Emsal Mahkeme Kararı İstanbul Anadolu 2. Asliye Ticaret Mahkemesi 2016/935 E. 2019/114 K. 07.02.2019 T.

Görüntülediğiniz mahkeme kararı kesinleşmiş bir karardır.

T.C. İstanbul Anadolu 2. ASLİYE TİCARET MAHKEMESİ
ESAS NO : 2016/935 Esas
KARAR NO : 2019/114
DAVA : İtirazın İptali
DAVA TARİHİ: 18/08/2016
KARAR TARİHİ: 07/02/2019
Mahkememizde görülmekte olan davanın yapılan açık yargılaması sonunda,
GEREĞİ DÜŞÜNÜLDÜ:
Davacı vekili dava dilekçesinde özetle; davalıdan 10 adet —- makinesi karşılığı 26/01/2016 tarihinde —–bankasından 11.800 TL ödeme yapıldığını, sürekli erteleyerek gereken malzemeleri göndermediklerini, müvekkilini maddi ve manevi zarara uğradığını, bunun üzerine —- Noterliği’nin ——— yevmiyeli ihtarnamesinin gönderildiğini, bir sonuç alınmaması üzerine paranın tahsili amacıyla davalı aleyhine İstanbul Anadolu 6. İcra Müdürlüğü’nün —– Esas sayılı dosyası ile icra takibi başlatıldığını ancak davalı tarafça haksız olarak takibe itiraz edildiğinden bahisle itirazın iptaline karar erilmesini talep ve dava etmiş, yargılama sırasında dava dilekçesini tekrar etmiştir.
Davalı vekili cevap dilekçesinde özetle; davacı şirket ile müvekkili şirket arasındaki anlaşma gereği müvekkili şirketten 10 adet —– makinesi alınacağını ve karşılığında 11.800 TL ücret ödeyeceğini, taraflar arasındaki anlaşmaya göre davacı şirketin sürekli çalışmakta oldukları nakliyat firması ile malları müvekkili şirketin deposundan aldırtacağını ve nakliye ücretini de müvekkili şirketin üstleneceğini, ancak tüm bu anlaşmaya rağmen davacı şirketin nakliye şirketini bir türlü göndermediğini, müvekkili şirketi bugün yarın diyerek oyaladığını ve malları teslim almaktan kaçındığını, müvekkili şirketin bir nakliye şirketi bulmak ve malları teslim etmek istediğini söylemesi üzerine müvekkili aleyhine icra takibi başlatıldığını, satış konusu malların müvekkili şirketin deposunda bulunduğunu ve teslime hazır olduklarından bahisle davanın reddine karar verilmesini talep etmiştir.

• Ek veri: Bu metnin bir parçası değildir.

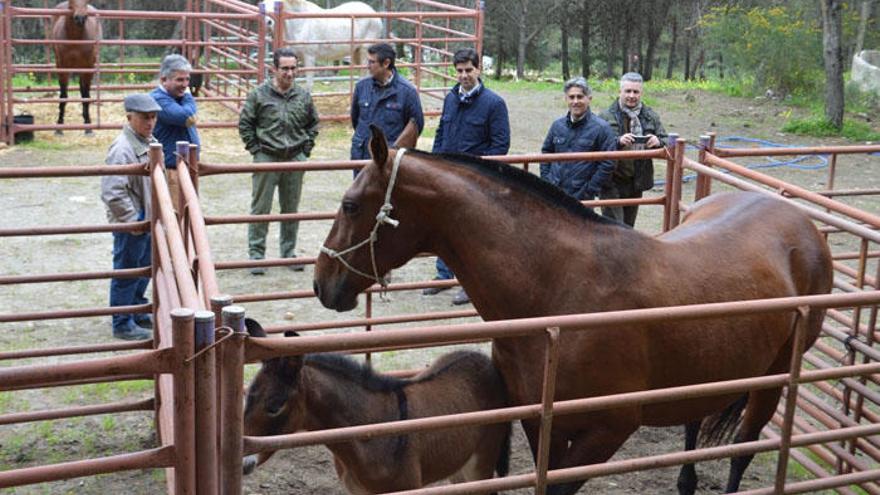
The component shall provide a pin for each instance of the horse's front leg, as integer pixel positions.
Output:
(85, 85)
(63, 80)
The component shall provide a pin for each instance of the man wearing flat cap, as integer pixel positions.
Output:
(127, 199)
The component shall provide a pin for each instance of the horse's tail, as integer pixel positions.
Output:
(719, 428)
(502, 466)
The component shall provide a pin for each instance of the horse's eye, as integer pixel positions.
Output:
(276, 406)
(350, 207)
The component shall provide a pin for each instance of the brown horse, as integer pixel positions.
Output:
(521, 248)
(325, 391)
(79, 23)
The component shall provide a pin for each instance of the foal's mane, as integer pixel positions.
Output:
(522, 180)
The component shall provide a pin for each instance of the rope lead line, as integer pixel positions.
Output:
(384, 216)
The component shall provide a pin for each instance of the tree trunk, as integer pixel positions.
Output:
(833, 55)
(671, 63)
(864, 16)
(585, 41)
(566, 70)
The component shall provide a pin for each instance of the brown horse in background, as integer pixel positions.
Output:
(79, 23)
(522, 248)
(324, 391)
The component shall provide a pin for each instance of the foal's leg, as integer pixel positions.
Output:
(63, 80)
(85, 85)
(687, 477)
(759, 410)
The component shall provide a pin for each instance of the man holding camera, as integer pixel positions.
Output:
(638, 127)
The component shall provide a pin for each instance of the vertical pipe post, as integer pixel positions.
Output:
(801, 320)
(206, 406)
(677, 171)
(231, 387)
(703, 181)
(671, 139)
(184, 402)
(551, 360)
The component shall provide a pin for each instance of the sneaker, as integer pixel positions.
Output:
(144, 321)
(132, 331)
(461, 298)
(431, 291)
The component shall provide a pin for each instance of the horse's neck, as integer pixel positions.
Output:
(334, 401)
(504, 244)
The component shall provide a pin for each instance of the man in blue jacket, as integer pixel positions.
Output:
(177, 119)
(579, 131)
(474, 121)
(385, 99)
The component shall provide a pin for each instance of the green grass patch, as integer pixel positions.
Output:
(819, 127)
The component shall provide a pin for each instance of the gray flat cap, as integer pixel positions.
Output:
(141, 102)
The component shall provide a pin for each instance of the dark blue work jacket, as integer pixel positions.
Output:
(389, 107)
(477, 125)
(582, 180)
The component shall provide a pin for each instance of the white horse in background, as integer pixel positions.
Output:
(336, 29)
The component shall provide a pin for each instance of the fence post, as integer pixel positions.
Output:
(231, 386)
(184, 402)
(206, 405)
(667, 186)
(704, 182)
(551, 360)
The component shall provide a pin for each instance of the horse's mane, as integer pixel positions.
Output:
(359, 373)
(525, 181)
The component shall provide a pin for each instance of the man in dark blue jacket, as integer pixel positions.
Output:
(579, 131)
(474, 121)
(385, 99)
(177, 119)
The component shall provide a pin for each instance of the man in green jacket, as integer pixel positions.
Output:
(279, 123)
(637, 127)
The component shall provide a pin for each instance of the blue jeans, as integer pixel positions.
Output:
(129, 251)
(443, 271)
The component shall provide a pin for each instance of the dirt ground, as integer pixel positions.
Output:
(310, 470)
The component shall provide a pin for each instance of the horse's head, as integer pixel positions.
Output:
(274, 405)
(80, 11)
(368, 238)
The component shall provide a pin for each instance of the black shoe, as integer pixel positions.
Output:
(431, 291)
(131, 331)
(144, 321)
(461, 298)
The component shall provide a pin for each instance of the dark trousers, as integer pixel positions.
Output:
(129, 251)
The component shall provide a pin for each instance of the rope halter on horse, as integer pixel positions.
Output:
(382, 217)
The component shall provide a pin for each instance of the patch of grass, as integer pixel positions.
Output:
(819, 127)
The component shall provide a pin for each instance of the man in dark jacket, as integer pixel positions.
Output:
(637, 127)
(474, 121)
(385, 99)
(579, 131)
(278, 123)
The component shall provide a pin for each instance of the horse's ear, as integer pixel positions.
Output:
(409, 137)
(254, 328)
(378, 145)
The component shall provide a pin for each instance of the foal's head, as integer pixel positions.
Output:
(343, 270)
(80, 11)
(274, 405)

İstanbul Anadolu 6. İcra Dairesi’nin—— Esas sayılı takip dosyasının incelenmesinde; dosyamız davacısı tarafından davalısı aleyhine —-TL asıl alacak ve —- TL işlemiş faiz üzerinden ilamsız icra takibi yapıldığı, davalı tarafça süresi içerisinde yapılan itiraz üzerine takibin durduğu, eldeki davanın yasal süresi içerisinde açıldığı görülmüştür.
Davacı tanığı … talimat ile alınan yeminli beyanında özetle; nakliye işi ile uğraştığını, davacının pastane işi ile uğraştığını, yaklaşık bir yıl evvel——— bulunan bir firmaya pastane makinesi karşılığında para gönderdiklerini söyleyerek makineleri gidip teslim almalarını istediğini, —— karşı tarafın numarasını verdiğini ve bir iki kez aradığını, görüştüğü kişinin ilk aradığında yurt dışında olduğunu, o gün için gelmemesi gerektiğini söylediğini, 15 gün sonra aradığında da bulundukları yerin inşaat halinde olduğunu ve araba girmez, gelmeyin dediğini ifade etmiştir.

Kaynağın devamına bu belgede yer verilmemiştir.